What I’m trying to say is that the traditional differentiation metrics will change. Faster workflows, better UIs, and smoother integrations will all become worthless, while persistent information, a la an API, will become extremely valuable. Software and infrastructure software will become the “NAND” portion of the memory hierarchy.

And since I’m going to be heavily relying on the history of memory, the last time a new competitive technology came out, it was an extinction event for the magnetic cores that DRAM replaced, and I think this is probably going to be the case for UI companies or companies like Tableau or other visualization software. Zapier / Make as connectors, UiPath, or RPA companies, etc. These are all facing an extinction-level event.
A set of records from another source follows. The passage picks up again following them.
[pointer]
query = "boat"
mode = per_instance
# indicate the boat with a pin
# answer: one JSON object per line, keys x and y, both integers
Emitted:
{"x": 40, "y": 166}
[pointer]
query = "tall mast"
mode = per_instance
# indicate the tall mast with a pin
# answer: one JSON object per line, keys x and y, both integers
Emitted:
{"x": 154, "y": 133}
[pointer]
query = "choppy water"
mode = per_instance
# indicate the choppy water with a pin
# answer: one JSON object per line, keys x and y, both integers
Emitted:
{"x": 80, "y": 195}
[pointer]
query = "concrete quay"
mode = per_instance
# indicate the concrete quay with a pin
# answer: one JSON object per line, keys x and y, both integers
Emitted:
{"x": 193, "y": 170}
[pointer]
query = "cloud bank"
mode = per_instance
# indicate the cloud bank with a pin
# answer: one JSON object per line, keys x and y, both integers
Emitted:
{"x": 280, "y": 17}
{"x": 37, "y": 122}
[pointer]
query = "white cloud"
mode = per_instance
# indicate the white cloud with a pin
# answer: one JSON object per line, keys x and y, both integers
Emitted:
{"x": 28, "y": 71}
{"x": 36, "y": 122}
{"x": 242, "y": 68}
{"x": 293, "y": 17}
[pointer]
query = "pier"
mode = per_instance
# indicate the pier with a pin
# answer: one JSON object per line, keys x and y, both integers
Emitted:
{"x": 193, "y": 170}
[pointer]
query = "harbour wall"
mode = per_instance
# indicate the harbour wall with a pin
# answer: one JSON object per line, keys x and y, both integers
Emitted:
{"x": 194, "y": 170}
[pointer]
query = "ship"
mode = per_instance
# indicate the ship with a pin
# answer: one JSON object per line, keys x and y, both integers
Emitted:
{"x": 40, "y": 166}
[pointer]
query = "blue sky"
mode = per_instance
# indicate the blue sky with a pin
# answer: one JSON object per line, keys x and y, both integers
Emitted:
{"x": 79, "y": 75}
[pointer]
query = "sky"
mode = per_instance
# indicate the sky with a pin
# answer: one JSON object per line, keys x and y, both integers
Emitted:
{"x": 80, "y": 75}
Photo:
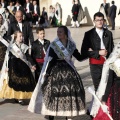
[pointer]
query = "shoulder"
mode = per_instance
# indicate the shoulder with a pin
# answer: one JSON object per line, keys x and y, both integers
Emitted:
{"x": 47, "y": 41}
{"x": 90, "y": 31}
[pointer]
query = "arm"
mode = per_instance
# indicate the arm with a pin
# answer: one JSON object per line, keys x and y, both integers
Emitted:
{"x": 86, "y": 46}
{"x": 29, "y": 58}
{"x": 78, "y": 56}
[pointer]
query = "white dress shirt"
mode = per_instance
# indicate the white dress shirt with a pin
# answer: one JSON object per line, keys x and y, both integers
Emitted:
{"x": 100, "y": 33}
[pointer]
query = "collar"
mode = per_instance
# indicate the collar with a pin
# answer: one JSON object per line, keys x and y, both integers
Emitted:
{"x": 99, "y": 31}
{"x": 41, "y": 41}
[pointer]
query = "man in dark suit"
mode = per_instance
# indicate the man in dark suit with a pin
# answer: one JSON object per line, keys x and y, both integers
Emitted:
{"x": 105, "y": 6}
{"x": 19, "y": 7}
{"x": 36, "y": 13}
{"x": 21, "y": 25}
{"x": 39, "y": 48}
{"x": 97, "y": 46}
{"x": 28, "y": 7}
{"x": 112, "y": 14}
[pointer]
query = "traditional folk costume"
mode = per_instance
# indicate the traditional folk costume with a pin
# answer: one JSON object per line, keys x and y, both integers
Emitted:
{"x": 39, "y": 48}
{"x": 18, "y": 82}
{"x": 97, "y": 40}
{"x": 75, "y": 11}
{"x": 109, "y": 89}
{"x": 58, "y": 15}
{"x": 11, "y": 13}
{"x": 28, "y": 7}
{"x": 59, "y": 91}
{"x": 3, "y": 30}
{"x": 36, "y": 14}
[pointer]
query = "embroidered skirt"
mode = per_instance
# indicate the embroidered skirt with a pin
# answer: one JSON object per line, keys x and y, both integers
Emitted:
{"x": 63, "y": 92}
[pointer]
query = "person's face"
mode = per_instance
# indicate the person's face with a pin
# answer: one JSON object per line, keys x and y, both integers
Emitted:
{"x": 41, "y": 34}
{"x": 99, "y": 21}
{"x": 19, "y": 17}
{"x": 1, "y": 18}
{"x": 61, "y": 33}
{"x": 19, "y": 38}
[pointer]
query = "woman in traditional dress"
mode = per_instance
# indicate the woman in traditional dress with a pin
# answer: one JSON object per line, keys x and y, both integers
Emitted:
{"x": 16, "y": 79}
{"x": 3, "y": 31}
{"x": 109, "y": 88}
{"x": 58, "y": 14}
{"x": 2, "y": 11}
{"x": 11, "y": 12}
{"x": 59, "y": 91}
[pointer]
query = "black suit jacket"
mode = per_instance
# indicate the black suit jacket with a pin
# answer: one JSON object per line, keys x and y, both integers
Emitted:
{"x": 37, "y": 9}
{"x": 105, "y": 7}
{"x": 112, "y": 12}
{"x": 30, "y": 7}
{"x": 26, "y": 30}
{"x": 93, "y": 41}
{"x": 37, "y": 48}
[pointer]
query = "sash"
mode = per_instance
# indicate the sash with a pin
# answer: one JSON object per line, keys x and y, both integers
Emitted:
{"x": 64, "y": 53}
{"x": 4, "y": 41}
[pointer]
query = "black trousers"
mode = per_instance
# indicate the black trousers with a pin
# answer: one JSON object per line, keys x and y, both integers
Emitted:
{"x": 96, "y": 72}
{"x": 113, "y": 22}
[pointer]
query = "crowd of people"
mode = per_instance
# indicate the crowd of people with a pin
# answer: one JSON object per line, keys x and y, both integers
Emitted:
{"x": 44, "y": 72}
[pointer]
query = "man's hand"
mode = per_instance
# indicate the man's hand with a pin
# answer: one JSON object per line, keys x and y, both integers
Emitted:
{"x": 103, "y": 52}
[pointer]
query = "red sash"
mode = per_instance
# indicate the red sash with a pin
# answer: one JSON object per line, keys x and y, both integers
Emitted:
{"x": 95, "y": 61}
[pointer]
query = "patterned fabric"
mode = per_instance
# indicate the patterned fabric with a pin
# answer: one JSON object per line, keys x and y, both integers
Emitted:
{"x": 104, "y": 79}
{"x": 70, "y": 48}
{"x": 63, "y": 91}
{"x": 20, "y": 77}
{"x": 10, "y": 93}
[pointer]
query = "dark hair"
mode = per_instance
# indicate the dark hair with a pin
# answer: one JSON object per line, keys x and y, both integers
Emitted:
{"x": 15, "y": 34}
{"x": 113, "y": 2}
{"x": 39, "y": 29}
{"x": 98, "y": 14}
{"x": 65, "y": 30}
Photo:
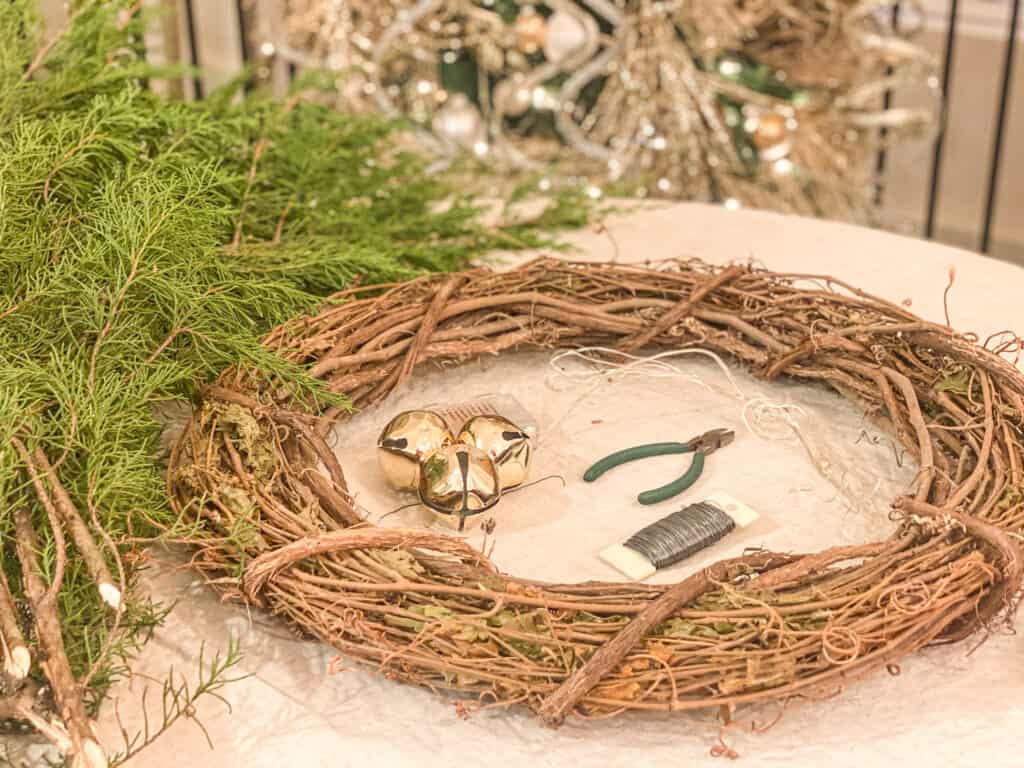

Other companies that I think could be significantly affected include Notion and Airtable. Monday, Asana, and Smartsheet are merely UIs for tasks; why should they exist? Figma could be significantly disrupted if UIs, as a concept humans create for other humans, were to disappear.

Companies that are interesting are “sources of truth,” but many of them need to change. An example might even be Salesforce, a SaaS company. I don’t think the UI is that great, and most of the custom projects are just hardening workflows in the CRM. For Salesforce to make the leap, it needs to focus its product on being consumed by an AI agent, with manipulation and maintenance, while being the best possible NAND in this stack. The problem is that Salesforce will want to try to go up the stack, and by doing so, maybe miss the shift completely.

Most SaaS companies today need to shift their business models to more closely resemble API-based models to align with the memory hierarchy of the future of software. Data’s safekeeping and longer-term storage are largely the role of software companies now, and they must learn to look much more like infrastructure software to be consumed by AI Agents. I believe that is what’s next.

This raises the question: what does this look like for the industry as a whole in the near future? I believe the next 3-5 years will be a catastrophic sea change.